Late last month the Linux Mint developers announced that they were working on a brand-new desktop environment designed to offer an alternative to the controversial GNOME 3, and on Monday they officially released the first stable version of the software.
All APIs and the desktop itself are now fully stable, noted lead developer Clement Lefebvre in a blog post on Monday.
Among the new features Cinnamon 1.2 includes are desktop effects, desktop layouts, a new configuration tool, and applets as well as a variety of bug fixes and other improvements.
Overall, many of the changes aim to reintroduce a level of customizability that numerous desktops have lost in recent years, Lefebvre said. Ready for a rundown of some of the highlights? Here goes.
1. Applets
Cinnamon 1.2 includes “applets” for the first time, and they’re “probably the coolest new feature in Cinnamon, for both users and developers,” Lefebvre wrote.
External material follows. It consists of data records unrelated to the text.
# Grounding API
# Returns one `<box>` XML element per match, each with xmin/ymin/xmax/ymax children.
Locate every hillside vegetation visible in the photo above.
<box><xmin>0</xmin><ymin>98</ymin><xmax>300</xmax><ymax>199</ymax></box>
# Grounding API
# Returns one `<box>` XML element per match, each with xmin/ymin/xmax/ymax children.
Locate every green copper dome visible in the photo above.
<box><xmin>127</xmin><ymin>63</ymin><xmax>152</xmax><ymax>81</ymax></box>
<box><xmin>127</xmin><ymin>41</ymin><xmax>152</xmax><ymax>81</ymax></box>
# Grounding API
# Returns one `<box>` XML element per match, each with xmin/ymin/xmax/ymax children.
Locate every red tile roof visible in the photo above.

Five such mini-extensions are now included in the software, as shown below, and they’re essentially optional parts of the desktop that add content to the panel.
A number of under-the-hood changes move Cinnamon 1.2 even “further away from any kind of compatibility with GNOME Shell,” Lefebvre explained, and one of those is Muffin, a fork of the Mutter window manager that replaces Mutter in Cinnamon 1.2. The desktop is also no longer compatible with GNOME Shell themes, he pointed out, though it is still possible for a theme to define styles for both GNOME Shell and Cinnamon and to be compatible with both.
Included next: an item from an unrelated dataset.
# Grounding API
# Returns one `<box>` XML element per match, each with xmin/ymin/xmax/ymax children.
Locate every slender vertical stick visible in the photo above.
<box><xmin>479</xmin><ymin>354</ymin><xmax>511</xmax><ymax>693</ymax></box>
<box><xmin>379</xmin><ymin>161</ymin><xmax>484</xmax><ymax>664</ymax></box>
3. Customizable Desktop Effects
Much the way Compiz and Metacity ushered in a raft of customization options, so Cinnamon 1.2 aims to reintroduce desktop effects and to give users the ability to “define fancy animations or to turn effects OFF altogether,” Lefebvre explained. Accordingly, two new animation plugins are included in the software, as are 30 transition styles. Users can also define the duration of each animation, opening up a wide range of customization possibilities.
4. Multiple Desktop Layouts
Also part of the Cinnamon project’s desire to reintroduce customization options from the past is the software’s support for multiple desktop layouts, including traditional, flipped, and classic styles, varying primarily in panel placement. The “flipped” layout, with panel on top, is shown below.
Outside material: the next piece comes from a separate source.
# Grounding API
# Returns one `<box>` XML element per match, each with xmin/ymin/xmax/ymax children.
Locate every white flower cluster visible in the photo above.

Giving users an easy way to switch themes, apply desktop effects, add applets and extensions, and configure desktop settings is the brand-new configuration tool called “Cinnamon Settings.”
6. A Spruced-Up Main Menu
Cinnamon 1.2 features a main menu that has been improved since the desktop’s early versions, with menu definitions that are now handled by the desktop itself. “If you search for something, the categories now become inactive so you don’t hover them by accident just to see your search results disappear,” Lefebvre explained. Users can now also simply press “Enter” after a search to launch the first item in the search results.
7. ‘Bug Fix Galore’
Finally, since the start of the Cinnamon project, no fewer than 130 bugs have been fixed, Lefebvre noted, thus making version 1.2 the most robust Cinnamon yet.